# gonna take a plunge



## rawthumb (Jan 3, 2006)

Well I hope not but the plan is to get out on CC Monday (1/9) morn ~09:00 looking for crappies, anyone stu... er silly enough to go with me? I can supply coffee but you'll have to bring your own cup and lifejacket.

Email if interested...

Yes I have the fever and yes I got BPS gift cards for Christmas.


----------



## itsbrad (Jun 13, 2005)

If I had the lifejacket I would be game.


----------



## rawthumb (Jan 3, 2006)

Sent you an email itsabrad, but you're probably watching pre-game programs or tailgating one..


----------



## rawthumb (Jan 3, 2006)

Sorry itsbrad, I didn't hear back from you I'll try to catch you someother time.

Also sorry for misspelling your id earlier, shoulda left the 'a' out.


----------



## FISHONAJ (Oct 25, 2005)

I wish you would have posted on the S.W. page! I was off yesterday and just saw the post today.

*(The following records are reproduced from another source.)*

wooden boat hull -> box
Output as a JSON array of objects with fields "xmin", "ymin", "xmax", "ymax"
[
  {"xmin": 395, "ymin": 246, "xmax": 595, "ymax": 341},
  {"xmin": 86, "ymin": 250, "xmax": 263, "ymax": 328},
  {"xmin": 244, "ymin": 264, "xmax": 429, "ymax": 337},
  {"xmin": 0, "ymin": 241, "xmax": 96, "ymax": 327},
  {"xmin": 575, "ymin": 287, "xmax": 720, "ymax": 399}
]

I'm jonesin to fish, how did you do?

AJ


----------



## rawthumb (Jan 3, 2006)

I added another 'X' on my map as to where they weren't, it was good to get on the water though, I hadn't done cold water fishing before... sorry Fishonaj, I"ll know better next time.


----------



## FISHONAJ (Oct 25, 2005)

Cold water crappie @ CC are usually deep, and i've had the best luck slip bobbering them. Very slow movement, kinda like icefishing except from a boat. Hope this helps in the future...

AJ


----------